Sound is echoed visually in a strip of illumination around the walls of the performance space. In this way sound cues are audial - literal sound and vibrations. And cues are also visual - percussive instruments being played, projected images of sound waves and other performers moving. All performers are positioned to respond to this variety of stimuli.
Intrinsically Out of Earshot appears to be about relating to others. It is the non-verbal communication and the intimate dancing relationships that really seem to be at the heart of what activates movement and generates meaning in this work.
Dancers are generally, uniquely, completely visible - exposed through their presence in front of an audience. Their integrity and vulnerability allows them to speak genuinely and sincerely to us. I think this sense of openness is intensified in with the inclusion of a Deaf dancer. Anna Seymour, who was born profoundly deaf,works as an equal collaborator – one of a quartet of dancers. Throughout there is an intensity of communication between performers that is possibly a heightened awareness to the importance of visual cues.

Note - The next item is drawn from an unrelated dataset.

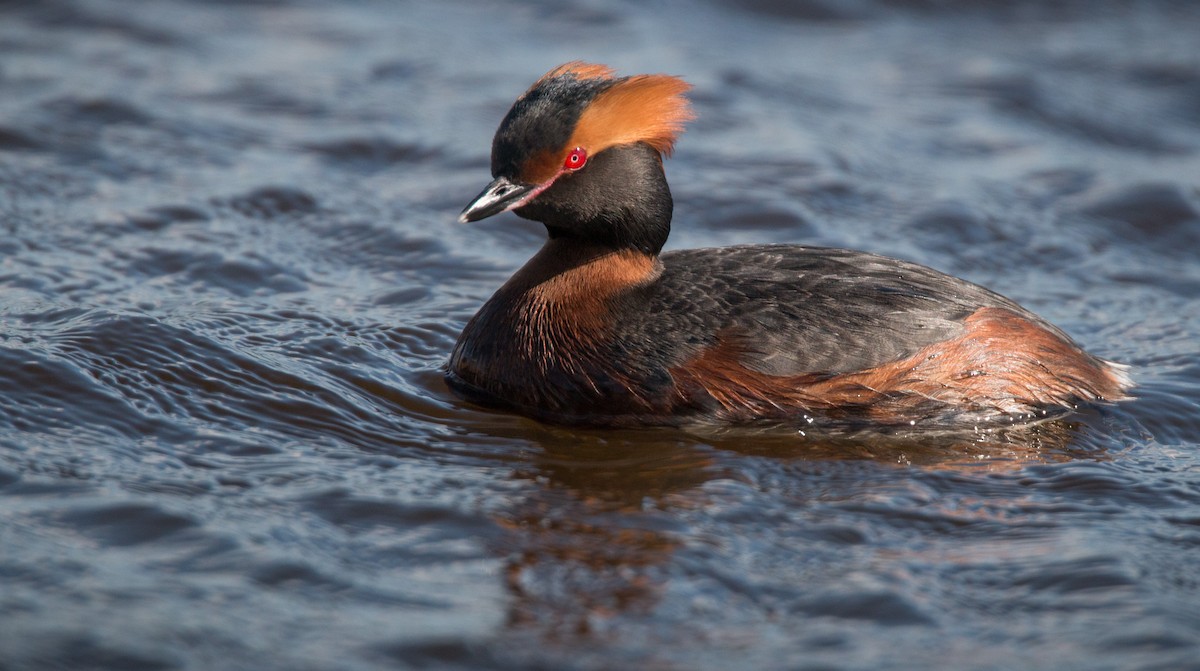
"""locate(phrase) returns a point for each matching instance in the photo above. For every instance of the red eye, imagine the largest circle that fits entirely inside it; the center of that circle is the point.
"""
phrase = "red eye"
(576, 159)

Gerard Van Dyck, always beguiling to watch, delights with his sense of humour, particularly towards the end of the performance. Timothy Ohl delivers some extraordinarily moves. I found myself gasping at a number of his rolls. Elle Evangelista is enchanting to observe.
As creator/director Kate Denborough plays with perceptions of the embodiment of sound. And although Anna Seymour’s point of difference is a pivotal aspect of the work there is no sense that she is actually any different to any of the other dancers. In fact if one didn’t know she is Deaf one would be none the wiser.
A very unique and seminal ensemble piece that we are bound to be talking about for years to come.